While not all women’s experiences are universal, the disproportionate burden of unpaid work reduces women’s ability to undertake full time paid work (should they wish to do so), and to save money for retirement over their lifetime.

Breaking the gender bias with unpaid work - or alternatively compensating women for the time they spend in unpaid work – can be done through KiwiSaver contributions from the government or from employers or from partners.

In New Zealand, the majority of childcare is undertaken by mothers, rather than fathers. To recognise the time spent (by men or women) on childcare, the government could pay KiwiSaver on paid parental leave payments. Alternatively, some employers have started to maintain their employer contributions to employee’s KiwiSaver, even while they are on parental leave. And it is already possible to make voluntary payments into another person’s KiwiSaver fund – a partner who stays in paid work could make contributions while a partner takes time out to care. Similar consideration could also be given when people take time out to care for parents or whanau with disabilities, and again, such unpaid work is currently disproportionately undertaken by women.

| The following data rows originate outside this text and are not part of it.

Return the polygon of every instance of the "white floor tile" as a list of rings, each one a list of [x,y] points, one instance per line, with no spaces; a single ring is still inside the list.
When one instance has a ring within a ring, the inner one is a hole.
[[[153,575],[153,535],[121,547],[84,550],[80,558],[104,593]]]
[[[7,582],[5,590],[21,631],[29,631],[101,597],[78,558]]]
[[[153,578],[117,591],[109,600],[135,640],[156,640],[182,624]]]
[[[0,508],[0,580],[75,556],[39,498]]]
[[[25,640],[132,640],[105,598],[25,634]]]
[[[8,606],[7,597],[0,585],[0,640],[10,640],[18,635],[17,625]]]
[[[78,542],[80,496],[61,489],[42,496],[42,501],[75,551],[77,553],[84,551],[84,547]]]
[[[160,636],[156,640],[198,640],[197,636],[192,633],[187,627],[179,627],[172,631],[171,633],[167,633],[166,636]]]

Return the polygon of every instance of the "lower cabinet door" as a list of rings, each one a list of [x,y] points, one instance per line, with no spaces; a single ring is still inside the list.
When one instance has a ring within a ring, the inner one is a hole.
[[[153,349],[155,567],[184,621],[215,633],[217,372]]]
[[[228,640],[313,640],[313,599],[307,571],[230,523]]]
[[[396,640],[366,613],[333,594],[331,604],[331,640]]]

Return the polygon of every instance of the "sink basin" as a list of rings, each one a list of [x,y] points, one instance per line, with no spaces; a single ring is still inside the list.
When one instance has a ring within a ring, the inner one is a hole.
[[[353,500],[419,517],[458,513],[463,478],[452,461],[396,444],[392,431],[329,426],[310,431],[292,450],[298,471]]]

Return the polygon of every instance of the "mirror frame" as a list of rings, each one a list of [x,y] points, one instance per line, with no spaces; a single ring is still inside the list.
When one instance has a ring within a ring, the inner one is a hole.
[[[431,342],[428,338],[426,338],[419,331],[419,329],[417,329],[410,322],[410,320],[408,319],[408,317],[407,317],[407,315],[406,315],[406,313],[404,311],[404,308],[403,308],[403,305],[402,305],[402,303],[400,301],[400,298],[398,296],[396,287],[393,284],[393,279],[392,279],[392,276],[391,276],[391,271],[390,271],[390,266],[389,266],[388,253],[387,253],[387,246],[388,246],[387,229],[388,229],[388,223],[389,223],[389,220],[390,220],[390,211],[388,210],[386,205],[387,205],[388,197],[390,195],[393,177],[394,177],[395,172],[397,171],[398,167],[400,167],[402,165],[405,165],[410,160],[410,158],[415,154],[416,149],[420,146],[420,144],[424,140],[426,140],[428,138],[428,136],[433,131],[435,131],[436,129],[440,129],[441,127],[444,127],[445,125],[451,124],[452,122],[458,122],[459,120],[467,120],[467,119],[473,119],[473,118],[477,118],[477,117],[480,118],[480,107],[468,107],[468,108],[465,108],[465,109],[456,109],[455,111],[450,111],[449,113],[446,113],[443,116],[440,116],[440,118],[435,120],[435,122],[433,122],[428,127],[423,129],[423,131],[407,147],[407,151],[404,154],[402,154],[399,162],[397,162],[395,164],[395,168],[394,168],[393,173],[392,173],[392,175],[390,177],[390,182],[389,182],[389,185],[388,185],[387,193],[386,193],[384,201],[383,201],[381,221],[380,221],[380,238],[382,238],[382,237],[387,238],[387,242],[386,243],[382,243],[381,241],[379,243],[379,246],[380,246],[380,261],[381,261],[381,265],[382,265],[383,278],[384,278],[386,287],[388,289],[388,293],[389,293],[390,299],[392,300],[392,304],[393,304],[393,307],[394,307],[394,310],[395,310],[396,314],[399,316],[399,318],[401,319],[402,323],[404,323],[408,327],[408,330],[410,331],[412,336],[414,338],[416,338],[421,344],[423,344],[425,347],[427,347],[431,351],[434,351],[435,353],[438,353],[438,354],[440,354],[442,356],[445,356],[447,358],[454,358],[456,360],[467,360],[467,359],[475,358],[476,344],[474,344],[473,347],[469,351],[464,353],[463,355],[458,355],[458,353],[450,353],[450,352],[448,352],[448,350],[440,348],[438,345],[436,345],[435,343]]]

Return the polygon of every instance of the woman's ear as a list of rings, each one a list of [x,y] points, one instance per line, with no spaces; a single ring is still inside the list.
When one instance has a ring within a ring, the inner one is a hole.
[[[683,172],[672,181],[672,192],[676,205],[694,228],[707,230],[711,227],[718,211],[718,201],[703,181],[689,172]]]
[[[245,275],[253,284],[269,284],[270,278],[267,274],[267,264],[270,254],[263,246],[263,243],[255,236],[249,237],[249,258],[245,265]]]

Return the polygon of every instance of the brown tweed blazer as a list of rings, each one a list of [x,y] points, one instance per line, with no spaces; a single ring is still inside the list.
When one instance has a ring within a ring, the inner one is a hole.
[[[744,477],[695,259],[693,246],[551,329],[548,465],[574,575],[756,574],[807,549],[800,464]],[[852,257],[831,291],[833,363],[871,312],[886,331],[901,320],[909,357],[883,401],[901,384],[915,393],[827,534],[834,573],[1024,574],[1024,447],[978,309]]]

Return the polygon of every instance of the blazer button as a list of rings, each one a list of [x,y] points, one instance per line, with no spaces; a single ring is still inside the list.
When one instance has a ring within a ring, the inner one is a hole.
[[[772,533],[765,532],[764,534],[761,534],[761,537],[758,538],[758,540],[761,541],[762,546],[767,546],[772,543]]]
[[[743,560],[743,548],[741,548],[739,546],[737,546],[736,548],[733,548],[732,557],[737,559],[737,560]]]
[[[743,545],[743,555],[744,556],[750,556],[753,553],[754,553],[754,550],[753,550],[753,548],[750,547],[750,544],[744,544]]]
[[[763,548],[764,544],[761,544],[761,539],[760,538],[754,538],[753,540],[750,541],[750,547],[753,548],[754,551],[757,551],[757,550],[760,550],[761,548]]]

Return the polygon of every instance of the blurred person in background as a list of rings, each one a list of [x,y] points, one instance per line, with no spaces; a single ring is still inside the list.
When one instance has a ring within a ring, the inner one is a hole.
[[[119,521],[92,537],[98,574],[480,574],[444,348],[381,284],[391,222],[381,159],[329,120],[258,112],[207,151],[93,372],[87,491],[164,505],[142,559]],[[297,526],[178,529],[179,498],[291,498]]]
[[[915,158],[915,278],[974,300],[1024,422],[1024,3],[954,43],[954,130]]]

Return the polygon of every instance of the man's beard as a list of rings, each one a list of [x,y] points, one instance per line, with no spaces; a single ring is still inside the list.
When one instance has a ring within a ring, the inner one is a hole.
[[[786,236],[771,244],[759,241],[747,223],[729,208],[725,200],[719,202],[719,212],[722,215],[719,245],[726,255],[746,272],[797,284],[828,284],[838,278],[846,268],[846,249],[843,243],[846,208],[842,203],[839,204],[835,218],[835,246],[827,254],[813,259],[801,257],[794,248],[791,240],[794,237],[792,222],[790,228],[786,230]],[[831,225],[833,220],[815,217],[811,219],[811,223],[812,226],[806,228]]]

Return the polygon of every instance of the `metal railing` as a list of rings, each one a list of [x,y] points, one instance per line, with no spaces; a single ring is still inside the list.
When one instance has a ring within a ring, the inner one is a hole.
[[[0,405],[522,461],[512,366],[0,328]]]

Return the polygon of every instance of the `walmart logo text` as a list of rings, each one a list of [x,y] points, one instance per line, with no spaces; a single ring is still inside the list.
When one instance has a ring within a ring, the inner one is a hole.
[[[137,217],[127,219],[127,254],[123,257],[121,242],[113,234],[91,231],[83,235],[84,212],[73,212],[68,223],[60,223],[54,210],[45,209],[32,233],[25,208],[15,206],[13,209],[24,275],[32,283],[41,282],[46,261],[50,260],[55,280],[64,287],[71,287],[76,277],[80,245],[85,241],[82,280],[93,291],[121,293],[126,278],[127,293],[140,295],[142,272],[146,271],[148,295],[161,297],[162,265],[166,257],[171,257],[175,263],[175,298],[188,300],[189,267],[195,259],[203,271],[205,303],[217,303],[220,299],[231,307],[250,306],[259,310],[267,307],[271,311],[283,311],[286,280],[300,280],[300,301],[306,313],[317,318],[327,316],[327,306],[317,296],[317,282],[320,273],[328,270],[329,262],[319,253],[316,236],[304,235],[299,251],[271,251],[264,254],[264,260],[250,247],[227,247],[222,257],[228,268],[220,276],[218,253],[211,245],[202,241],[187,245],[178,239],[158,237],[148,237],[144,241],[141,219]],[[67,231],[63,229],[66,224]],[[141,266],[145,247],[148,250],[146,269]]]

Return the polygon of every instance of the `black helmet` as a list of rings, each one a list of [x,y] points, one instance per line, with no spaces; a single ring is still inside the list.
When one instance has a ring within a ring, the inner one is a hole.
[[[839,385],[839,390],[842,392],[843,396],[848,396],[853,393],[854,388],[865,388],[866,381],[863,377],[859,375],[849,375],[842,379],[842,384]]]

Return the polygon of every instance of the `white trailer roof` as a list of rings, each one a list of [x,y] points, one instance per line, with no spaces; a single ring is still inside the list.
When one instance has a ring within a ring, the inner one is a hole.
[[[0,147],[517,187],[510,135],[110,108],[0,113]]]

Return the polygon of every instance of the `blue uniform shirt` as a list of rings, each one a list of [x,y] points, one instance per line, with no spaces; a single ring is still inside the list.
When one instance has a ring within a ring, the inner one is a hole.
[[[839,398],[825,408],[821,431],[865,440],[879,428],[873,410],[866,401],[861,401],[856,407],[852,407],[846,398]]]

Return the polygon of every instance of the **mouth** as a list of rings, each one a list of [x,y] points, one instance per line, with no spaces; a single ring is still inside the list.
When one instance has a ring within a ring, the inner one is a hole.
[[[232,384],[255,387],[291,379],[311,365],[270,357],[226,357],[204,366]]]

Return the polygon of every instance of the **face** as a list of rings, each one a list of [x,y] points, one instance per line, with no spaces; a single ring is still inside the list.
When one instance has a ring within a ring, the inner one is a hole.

Another pragmatic change would be to introduce an independent statutory entitlement for fathers to paid parental leave. With less than 2% of paid parental leave taken by fathers in the year ended March 2019; fatherhood continues to have a limited impact on men’s paid work, in comparison to women. This change would incentivise fathers to take a more hands on role with their young children, allowing parents to split the responsibilities of parental leave more fairly.

Similarly childcare costs are often considered against the potential salary earned by the mother. Improving the accessibility of good quality affordable childcare would significantly benefit mothers' and enable more to return to paid work. Affordability problems and balancing the cost/benefits of paid work could be achieved in New Zealand by expanding the current policy of funding childcare for over 3-year-olds for 20 hours per week to younger children and for more hours.

The data below reflects the ongoing need to focus on women’s KiwiSaver balances and preparedness for retirement:

  • Recent KiwiSaver data shows that women have on average 20% less than men. There are wider gaps for women in their 40s (30% less) and 50s (32% less).
  • Gender pay gaps persist through a women’s lifetime and are higher for older female workers. The average gender pay gap is 9.2% but at age 55 – 59 it is 13% and age 60 – 64 it is 15%. This disadvantages women, as they are less able to save more for retirement in their final years of paid work
  • Women, at age 65, are likely to have between 24 and 27 years of life expectancy and retirement to fund. Their longer life expectancy than men, and a tendency to partner with men who are older than them, means many women are like to spend more of their retirement living alone.

Other research released recently by Retirement Income Interest Group (RIIG) has shown that women are not necessarily more conservative than men in their investment choices. Instead, it is the size of KiwiSaver balance that impacts the investment category, with smaller balances invested in low risk / low growth funds, and larger balances invested in higher risk / higher growth funds. There is a role for financial service providers to ensure that appropriate advice is given to women, without unconscious bias regarding perceived risk appetite, and which recognizes their life expectancy.

During a women’s life the impact of many structural policy choices widen into a gendered income and pension gap in retirement. Personal income plays a significant role in women’s financial resilience and wellbeing and women’s lower earning impacts their resilience for the future and preparedness for retirement.

So, on the anniversary of Suffrage in New Zealand, given the advantages of supporting women to participate fully in the workforce, support their wellbeing in retirement and reaping the rewards for themselves and society – what is stopping us to push for this change?